Eine Rückschau auf das Hölderlinjahr

Monotheismus der Vernunft, Polytheismus der Einbildungskraft und der Kunst.

Über das Verhältnis von Poesie und Geld vor dem Hintergrund der Lebensumstände, denen Friedrich Hölderlin zwischen 1795 und 1798 in Frankfurt am Main ausgesetzt war, ist bislang nur wenig publiziert worden. Umso notwendiger sei es deshalb, sagt der Autor der biografischen Erzählung, endlich einmal über das Verhältnis zwischen dem Dichter und dem Banker aus unterschiedlichen Perspektiven zu fabulieren. Vorausgesetzt, es gibt ausreichende Quellen, um über die drei Jahre währenden Begegnungen zwischen dem Hauslehrer Hölderlin und Jacob Gontard, einem angesehenen Geschäftsmann mit französischen Vorfahren, dessen Ehefrau Susette und deren Sohn Henry ausgiebig erzählen zu können. Reichen denn die Belege über die Darlegung eines geschäftlichen Verhältnisses zwischen Protagonisten, deren Berufe sich so fundamental unterscheiden? Mit gewissen Bedenken, würde da wohl ein professioneller Biograf sagen, obwohl es ja einen gut recherchierten Briefwechsel zwischen Hölderlin und seinem Bruder, der Mutter und seinen Freunden gäbe. Nicht zu vergessen die 17 Liebesbriefe, die Susette „ihrem“ Friedrich nach dessen unfreiwilligen Rückzug aus dem Hause des Bankiers geschickt hat. Und wie löst der Autor nun diese Aufgabe? Er will eine alternative biografische Methodik umsetzen, denn „wer alles ausschließlich und streng auf belegbare Fakten herunterbrechen möchte, handelt legitim, ist aber nicht der Leser, der sich von diesem Buch größten Gewinn versprechen sollte.“ (S. 9)

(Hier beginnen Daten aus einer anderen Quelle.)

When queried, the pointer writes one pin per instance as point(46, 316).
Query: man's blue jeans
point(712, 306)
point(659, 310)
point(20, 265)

Ein gewagtes Unternehmen also, wenn es nicht die strenge, biografisch aufgelistete Aufteilung des Erzählstoffes in sieben Kapiteln mit sorgfältig nach Jahren und Monaten aufgeschlüsselten Zeitangaben gäbe. Außerdem  ein ausführliches Nachwort, eine kommentierte Auswahlbibliografie und eine Fülle von Anmerkungen. Zudem sind die einzelnen Kapitel mit Zwischenüberschriften versehen, die auf Namen, Orte, Stimmungen, Zeitungsausschnitte, gesellschaftliche Ereignisse, Titel von Gedichten verweisen. Ein wohldosierter Lesestoff also, den ein Wir-Erzähler mithilfe von biografisch verbürgten Ereignissen, hypothetischen Vermutungen, dokumentarisch belegten Aussagen und erfundenen Dialogen vor uns ausbreitet. Besonders reizvoll erweist sich dabei der Wechsel der Zeitebenen, innerhalb derer der Erzähler zwischen dokumentarisch nachgewiesenen Ereignissen in der historisierten Vergangenheit, den Zwiegesprächen der Protagonisten in einer fingierten Gegenwart und den Vermutungen über „tatsächliche“ Abläufe im Futur pendelt.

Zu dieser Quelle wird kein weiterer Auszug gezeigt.